A week ago, the same night she asked Tom about Grandpa Jack, Ellie had said, “I don’t know what to say. It doesn’t have to be about God or anything, does it?”
“It can be whatever you want. You don’t have to say anything, honey, if you don’t want to.” Crouching, Tom chaffed her arms with his hands as if trying to help her get warm. Which was when she noticed she was shivering, and what was with that? “There are no rules. If there are words, say them. If not, if your heart’s too full, that’s okay, too.”

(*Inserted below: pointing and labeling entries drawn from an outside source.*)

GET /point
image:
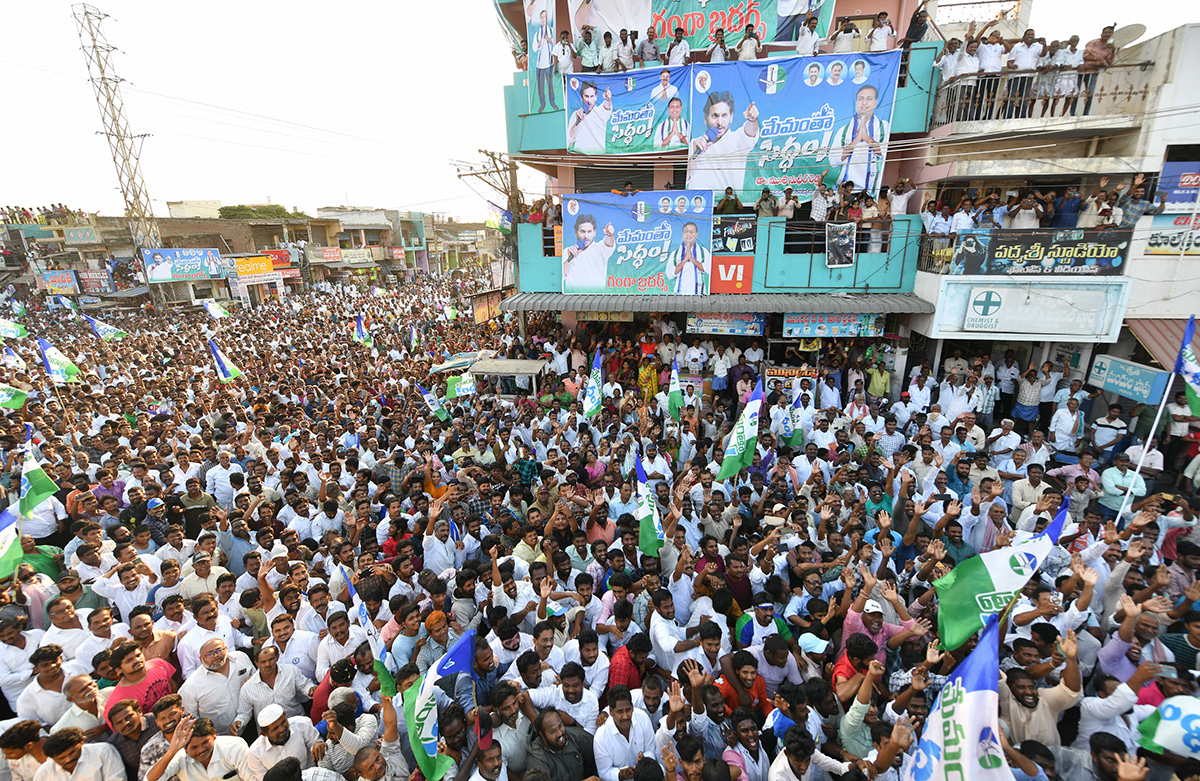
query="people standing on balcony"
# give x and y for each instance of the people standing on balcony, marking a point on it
(589, 53)
(843, 38)
(564, 54)
(1067, 62)
(1090, 211)
(749, 47)
(881, 32)
(1134, 205)
(718, 52)
(679, 49)
(808, 43)
(766, 204)
(1023, 58)
(648, 52)
(1097, 54)
(624, 52)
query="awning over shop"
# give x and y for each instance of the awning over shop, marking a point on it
(126, 294)
(834, 302)
(509, 367)
(1162, 338)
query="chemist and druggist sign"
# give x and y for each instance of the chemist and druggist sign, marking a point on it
(642, 110)
(652, 242)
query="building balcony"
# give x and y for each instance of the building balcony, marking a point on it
(1066, 101)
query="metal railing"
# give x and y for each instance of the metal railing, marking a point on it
(1050, 94)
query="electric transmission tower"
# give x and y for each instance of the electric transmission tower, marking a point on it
(124, 145)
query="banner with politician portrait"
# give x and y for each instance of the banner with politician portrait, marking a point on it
(792, 122)
(653, 242)
(641, 110)
(545, 82)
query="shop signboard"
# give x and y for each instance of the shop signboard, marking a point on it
(1171, 234)
(1144, 384)
(726, 324)
(733, 233)
(95, 280)
(1075, 252)
(646, 244)
(183, 265)
(1181, 185)
(60, 282)
(804, 325)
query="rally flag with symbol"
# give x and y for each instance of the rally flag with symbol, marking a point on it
(793, 422)
(987, 583)
(12, 398)
(215, 310)
(1188, 367)
(675, 392)
(387, 683)
(226, 371)
(961, 734)
(435, 406)
(1173, 727)
(739, 451)
(593, 394)
(421, 708)
(57, 365)
(651, 536)
(360, 334)
(35, 485)
(103, 330)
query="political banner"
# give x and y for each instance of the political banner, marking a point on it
(840, 244)
(773, 20)
(803, 325)
(642, 110)
(1075, 252)
(792, 122)
(652, 242)
(1181, 185)
(60, 282)
(726, 324)
(733, 234)
(1173, 234)
(183, 265)
(545, 83)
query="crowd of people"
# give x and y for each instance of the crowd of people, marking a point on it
(52, 215)
(199, 596)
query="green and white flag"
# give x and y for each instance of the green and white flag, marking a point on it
(1187, 366)
(57, 365)
(675, 392)
(739, 450)
(435, 406)
(1173, 727)
(987, 583)
(35, 485)
(593, 394)
(103, 330)
(12, 397)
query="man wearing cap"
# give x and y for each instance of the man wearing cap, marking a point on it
(281, 737)
(203, 577)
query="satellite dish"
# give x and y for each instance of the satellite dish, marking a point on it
(1127, 35)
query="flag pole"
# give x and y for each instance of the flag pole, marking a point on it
(1145, 446)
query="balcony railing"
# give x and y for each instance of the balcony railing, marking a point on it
(1117, 90)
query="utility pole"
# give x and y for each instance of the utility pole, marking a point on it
(124, 145)
(501, 174)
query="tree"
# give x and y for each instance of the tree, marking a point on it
(269, 211)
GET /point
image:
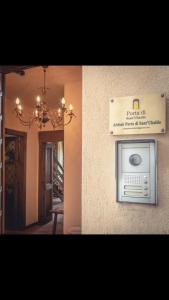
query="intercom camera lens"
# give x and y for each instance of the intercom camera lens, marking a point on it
(135, 159)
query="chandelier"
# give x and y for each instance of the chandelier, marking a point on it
(42, 114)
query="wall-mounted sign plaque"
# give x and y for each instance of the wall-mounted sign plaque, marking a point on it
(144, 114)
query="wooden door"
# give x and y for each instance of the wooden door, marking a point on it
(46, 181)
(14, 198)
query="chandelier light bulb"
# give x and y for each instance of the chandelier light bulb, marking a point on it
(63, 101)
(59, 111)
(38, 99)
(17, 101)
(70, 107)
(36, 113)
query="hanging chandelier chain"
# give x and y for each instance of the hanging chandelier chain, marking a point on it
(42, 115)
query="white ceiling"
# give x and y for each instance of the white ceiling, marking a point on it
(27, 87)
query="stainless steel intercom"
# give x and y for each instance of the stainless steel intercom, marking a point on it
(136, 171)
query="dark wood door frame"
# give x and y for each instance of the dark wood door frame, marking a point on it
(22, 204)
(46, 137)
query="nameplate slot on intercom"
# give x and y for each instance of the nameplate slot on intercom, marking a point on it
(136, 171)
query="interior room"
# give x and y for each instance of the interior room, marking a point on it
(41, 157)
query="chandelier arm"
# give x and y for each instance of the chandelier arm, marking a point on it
(24, 122)
(70, 119)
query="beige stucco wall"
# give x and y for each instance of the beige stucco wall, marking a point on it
(73, 160)
(101, 214)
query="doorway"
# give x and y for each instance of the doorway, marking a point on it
(15, 180)
(51, 174)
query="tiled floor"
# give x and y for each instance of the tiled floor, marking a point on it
(41, 229)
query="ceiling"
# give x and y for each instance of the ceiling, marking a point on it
(27, 87)
(11, 68)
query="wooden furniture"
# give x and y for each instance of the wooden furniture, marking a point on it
(56, 212)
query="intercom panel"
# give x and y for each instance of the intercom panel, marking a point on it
(136, 171)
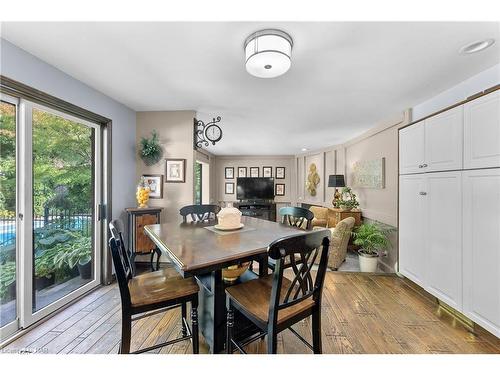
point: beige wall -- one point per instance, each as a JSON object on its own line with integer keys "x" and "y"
{"x": 175, "y": 129}
{"x": 256, "y": 161}
{"x": 380, "y": 142}
{"x": 376, "y": 204}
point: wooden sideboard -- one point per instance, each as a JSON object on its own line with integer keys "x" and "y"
{"x": 336, "y": 215}
{"x": 139, "y": 242}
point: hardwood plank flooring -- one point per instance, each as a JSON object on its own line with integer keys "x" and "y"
{"x": 361, "y": 314}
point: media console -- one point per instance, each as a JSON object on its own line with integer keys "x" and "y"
{"x": 260, "y": 210}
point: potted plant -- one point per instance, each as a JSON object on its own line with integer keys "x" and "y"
{"x": 45, "y": 268}
{"x": 150, "y": 149}
{"x": 78, "y": 254}
{"x": 372, "y": 238}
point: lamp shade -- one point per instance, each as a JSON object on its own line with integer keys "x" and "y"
{"x": 336, "y": 180}
{"x": 268, "y": 53}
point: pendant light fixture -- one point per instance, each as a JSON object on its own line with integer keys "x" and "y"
{"x": 268, "y": 53}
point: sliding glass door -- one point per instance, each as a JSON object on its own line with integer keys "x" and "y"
{"x": 56, "y": 256}
{"x": 9, "y": 321}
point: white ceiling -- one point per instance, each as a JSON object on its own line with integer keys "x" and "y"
{"x": 345, "y": 76}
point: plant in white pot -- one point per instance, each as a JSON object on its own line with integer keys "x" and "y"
{"x": 373, "y": 240}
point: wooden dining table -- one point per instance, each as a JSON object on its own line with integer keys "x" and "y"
{"x": 198, "y": 249}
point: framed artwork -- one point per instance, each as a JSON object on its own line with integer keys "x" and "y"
{"x": 267, "y": 171}
{"x": 229, "y": 187}
{"x": 175, "y": 170}
{"x": 155, "y": 182}
{"x": 254, "y": 171}
{"x": 229, "y": 173}
{"x": 280, "y": 173}
{"x": 280, "y": 190}
{"x": 242, "y": 171}
{"x": 369, "y": 174}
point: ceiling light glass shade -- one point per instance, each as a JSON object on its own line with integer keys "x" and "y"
{"x": 268, "y": 53}
{"x": 476, "y": 46}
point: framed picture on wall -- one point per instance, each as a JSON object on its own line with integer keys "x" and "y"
{"x": 242, "y": 171}
{"x": 229, "y": 187}
{"x": 229, "y": 173}
{"x": 280, "y": 173}
{"x": 267, "y": 171}
{"x": 280, "y": 190}
{"x": 254, "y": 171}
{"x": 175, "y": 170}
{"x": 155, "y": 183}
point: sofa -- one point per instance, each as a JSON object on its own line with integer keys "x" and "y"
{"x": 339, "y": 241}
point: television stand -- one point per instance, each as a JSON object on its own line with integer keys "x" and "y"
{"x": 265, "y": 210}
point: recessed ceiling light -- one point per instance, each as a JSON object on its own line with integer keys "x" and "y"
{"x": 476, "y": 46}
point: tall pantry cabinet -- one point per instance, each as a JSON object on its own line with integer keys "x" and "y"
{"x": 449, "y": 207}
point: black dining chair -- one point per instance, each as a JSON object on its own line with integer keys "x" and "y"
{"x": 274, "y": 302}
{"x": 199, "y": 212}
{"x": 296, "y": 217}
{"x": 151, "y": 293}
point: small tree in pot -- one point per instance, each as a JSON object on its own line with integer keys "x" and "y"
{"x": 373, "y": 239}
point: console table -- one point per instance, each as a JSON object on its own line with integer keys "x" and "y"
{"x": 259, "y": 210}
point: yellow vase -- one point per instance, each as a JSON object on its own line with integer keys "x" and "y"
{"x": 142, "y": 196}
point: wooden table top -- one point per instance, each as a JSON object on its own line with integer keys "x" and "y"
{"x": 195, "y": 249}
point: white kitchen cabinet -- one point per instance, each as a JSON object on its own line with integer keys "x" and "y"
{"x": 482, "y": 132}
{"x": 412, "y": 254}
{"x": 444, "y": 141}
{"x": 443, "y": 233}
{"x": 411, "y": 148}
{"x": 481, "y": 244}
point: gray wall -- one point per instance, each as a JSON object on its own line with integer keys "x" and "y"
{"x": 21, "y": 66}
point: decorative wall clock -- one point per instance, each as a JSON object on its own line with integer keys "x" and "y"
{"x": 204, "y": 134}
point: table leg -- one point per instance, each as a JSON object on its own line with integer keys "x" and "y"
{"x": 212, "y": 313}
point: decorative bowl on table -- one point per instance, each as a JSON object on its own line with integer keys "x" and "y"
{"x": 229, "y": 218}
{"x": 230, "y": 274}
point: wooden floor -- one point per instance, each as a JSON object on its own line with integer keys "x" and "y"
{"x": 361, "y": 314}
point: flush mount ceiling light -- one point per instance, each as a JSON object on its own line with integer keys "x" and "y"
{"x": 268, "y": 53}
{"x": 476, "y": 46}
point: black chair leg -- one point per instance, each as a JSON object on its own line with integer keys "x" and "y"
{"x": 272, "y": 342}
{"x": 151, "y": 260}
{"x": 194, "y": 326}
{"x": 158, "y": 253}
{"x": 126, "y": 334}
{"x": 183, "y": 318}
{"x": 316, "y": 331}
{"x": 229, "y": 328}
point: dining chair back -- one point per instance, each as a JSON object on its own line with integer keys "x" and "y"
{"x": 298, "y": 253}
{"x": 199, "y": 212}
{"x": 276, "y": 302}
{"x": 151, "y": 293}
{"x": 121, "y": 260}
{"x": 296, "y": 217}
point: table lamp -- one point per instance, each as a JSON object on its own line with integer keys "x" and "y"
{"x": 336, "y": 181}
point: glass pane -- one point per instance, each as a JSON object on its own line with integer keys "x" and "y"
{"x": 197, "y": 182}
{"x": 63, "y": 201}
{"x": 8, "y": 295}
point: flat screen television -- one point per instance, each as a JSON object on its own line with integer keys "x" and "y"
{"x": 254, "y": 188}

Now, with her right fist suspended over the water, and Tom’s hand in her left, she stood on her own two feet. Alex was to her right, very close, and she felt Chris move behind her, which was the perfect spot.
You can do this. This is for Eli and Roc, too. This is for everybody.
“I didn’t want you.” Her teeth snuck out to grab her lower lip, which had started to quake, but she couldn’t both chew her lip and talk, so she let go. Her eyes were blurry again, and she figured, crap, she was going to cry through this whole thing. “You weren’t my idea . . . and I . . . I was really m-mean to you for a l-long t-time. I was m-mean to ev-everybody, es-especially Grandpa J-Jack.” Her voice thinned and went squeaky high, and she kept having to snuffle. Behind, she heard Ghost whine and then felt his nose bump her butt. “And I’m really s-sorry about that. You turned out to be the b-best friend I ever . . . I ever h-had . . . and he was a good grandpa and you pro-protected me and made me feel better. M-mostly . . .”
She stopped. Her throat was all clogged up and she could barely see. It was like she was underwater. Oh boy, she just knew this was going to happen.
Just say it, Ellie. It was the closet-voice, the one that helped her save Chris; the one that might be made up of every person she had ever loved, and wasn’t it good that some of those people were still here? Say it fast, honey, and let this go.
“Ellie?” It was Tom, his voice very low, so gentle, and he said the exact right thing. Not you don’t have to go on, like she was a stupid little kid, but, “Whatever you say and however you say it will be the right thing.”
Listen to Tom, the closet-voice said. Smart guy.
She sucked in a fast breath. “Mostly, I was mad at my daddy.” Ellie said it quick, pushed it right out, and all of a sudden she wasn’t crying anymore. For a split second, it felt the same as emerging from the trail to this space of open sky and gold lava-water: like she’d stepped out of her own way to find the right path to what was true. “He went back when I didn’t want him to, and then he was dead, and I thought that meant he must not love me very much. But you were his, and you loved me. So that must mean he did, too.”
She was crying again. “Good-bye, Mina,” Ellie said, and let her dog go. “I love you, girl. Good-bye, Grandpa Jack.” And then she managed the rest: “I l-love you, Daddy.”
She tried to watch Mina go, see exactly where her dog ended up, but couldn’t tell. Everything was wavery from the water below and in her eyes, and there were so many colors that it seemed Mina and her daddy and Grandpa Jack could be anywhere.
But that was, maybe, because heaven was, too.
“This is it.” Stirring hot water into a enameled camp mug, Tom watched the dark granules dissolve, then sprinkled a white snow of creamer. “Enjoy every last drop.”